Through the miracle of artificial intelligence (AI), the robot mimics speech characteristics and facial expressions of real Xinhua news anchor Zhang Zhao. AI image processing is widely used by the film and video gaming people as well as more dodgy enterprises. It was introduced at the World Internet Conference in Wuzhen, China where high-tech developers gathered to show off their hot new stuff.

“‘He’ has become a member of (the) reporting team and can work 24 hours a day on (the) official website and various social media platforms, reducing news production costs and improving efficiency,” said Xinhua (November 8). Accountants at news broadcasters around the world are certainly giddy with joy, known in their circles as cost savings, and placing orders now.

“Hello everyone,” said the robot in its 30 second introduction. "I will work tirelessly to keep you informed as texts are typed into my system uninterrupted. I look forward to bringing you the brand-new news experience.”

Needless to say, the news world reacted; describing it variously as an avatar, digital doppelganger, clone, deep fake. Most media watchers also reflected on China’s ranking near the bottom of press freedom indexes as state control over media is pervasive. (See more about media in China here)

The Xinhua news robot was introduced the same week CNN chief White House correspondent Jim Acosta got into another briefing room tussle with US president Donald Trump. Mr. Acosta is known as a demanding reporter, which is good. President Trump hates that.

A press room aide appeared and approached Mr. Acosta to retrieve the microphone, which he momentarily resisted.
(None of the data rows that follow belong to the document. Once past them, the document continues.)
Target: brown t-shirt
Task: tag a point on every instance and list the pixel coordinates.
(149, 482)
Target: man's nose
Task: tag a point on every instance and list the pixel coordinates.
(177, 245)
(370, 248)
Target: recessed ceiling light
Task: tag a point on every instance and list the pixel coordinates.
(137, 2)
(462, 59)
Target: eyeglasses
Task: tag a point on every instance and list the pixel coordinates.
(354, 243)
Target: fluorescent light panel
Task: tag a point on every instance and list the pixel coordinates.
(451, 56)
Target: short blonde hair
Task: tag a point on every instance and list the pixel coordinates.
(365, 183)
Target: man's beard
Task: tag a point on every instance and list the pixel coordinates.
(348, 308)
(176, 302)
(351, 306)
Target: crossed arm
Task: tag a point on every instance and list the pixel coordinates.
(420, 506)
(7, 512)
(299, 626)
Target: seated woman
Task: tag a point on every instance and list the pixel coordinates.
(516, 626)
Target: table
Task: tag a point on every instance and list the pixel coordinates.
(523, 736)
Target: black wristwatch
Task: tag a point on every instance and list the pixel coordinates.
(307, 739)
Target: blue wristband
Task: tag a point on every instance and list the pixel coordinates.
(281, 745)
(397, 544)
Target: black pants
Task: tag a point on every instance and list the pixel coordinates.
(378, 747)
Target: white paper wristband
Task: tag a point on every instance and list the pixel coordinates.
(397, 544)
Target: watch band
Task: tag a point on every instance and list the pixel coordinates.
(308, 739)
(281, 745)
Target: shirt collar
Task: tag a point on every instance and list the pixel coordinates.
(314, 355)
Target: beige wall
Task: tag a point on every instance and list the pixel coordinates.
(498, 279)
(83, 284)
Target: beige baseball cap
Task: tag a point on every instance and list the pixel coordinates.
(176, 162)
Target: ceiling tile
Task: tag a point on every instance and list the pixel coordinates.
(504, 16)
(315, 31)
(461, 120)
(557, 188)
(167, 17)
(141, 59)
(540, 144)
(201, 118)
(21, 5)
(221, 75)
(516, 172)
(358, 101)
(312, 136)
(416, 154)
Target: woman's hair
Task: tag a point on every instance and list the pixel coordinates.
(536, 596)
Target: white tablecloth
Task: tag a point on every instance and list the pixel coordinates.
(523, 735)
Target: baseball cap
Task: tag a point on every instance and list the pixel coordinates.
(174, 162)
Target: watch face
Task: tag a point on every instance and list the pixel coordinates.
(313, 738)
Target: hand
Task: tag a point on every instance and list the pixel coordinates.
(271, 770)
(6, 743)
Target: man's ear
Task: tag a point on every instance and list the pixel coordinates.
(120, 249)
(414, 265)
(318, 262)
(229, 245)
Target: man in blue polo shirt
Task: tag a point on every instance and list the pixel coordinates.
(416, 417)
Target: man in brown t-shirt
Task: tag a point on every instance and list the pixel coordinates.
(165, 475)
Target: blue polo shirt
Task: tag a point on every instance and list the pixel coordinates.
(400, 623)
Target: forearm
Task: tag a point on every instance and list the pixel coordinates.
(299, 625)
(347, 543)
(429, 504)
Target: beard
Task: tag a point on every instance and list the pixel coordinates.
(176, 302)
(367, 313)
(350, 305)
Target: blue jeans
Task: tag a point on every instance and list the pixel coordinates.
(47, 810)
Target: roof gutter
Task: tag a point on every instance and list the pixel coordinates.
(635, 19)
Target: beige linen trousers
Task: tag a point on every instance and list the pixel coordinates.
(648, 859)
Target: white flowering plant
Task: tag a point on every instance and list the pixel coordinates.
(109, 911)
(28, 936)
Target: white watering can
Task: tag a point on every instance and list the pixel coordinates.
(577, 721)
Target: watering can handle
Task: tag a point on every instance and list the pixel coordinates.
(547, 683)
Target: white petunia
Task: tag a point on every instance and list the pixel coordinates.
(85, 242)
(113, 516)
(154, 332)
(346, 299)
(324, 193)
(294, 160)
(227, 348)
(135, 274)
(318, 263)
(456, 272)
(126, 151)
The episode appears staged, at the very least, to embarrass Mr. Acosta. The White House press office released a video of the incident provided by a notorious right-wing source depicting Mr. Acosta as aggressive. (See more about fake news here)

Several news organizations, on the scene, captured very different video of the incident and took pains to make a second-by-second comparisons. The video released by the White House press office was quite clearly altered, also known as fake news. Mr. Acosta, obviously a real person irritated at President Trump for dismissing a question in the usual demeaning fashion, had his press credentials lifted.

Fake news wins when viewers accept deep fakes, including news people.

Actor Douglas Rain, the voice of HAL 9000, passed away this week at 90 years.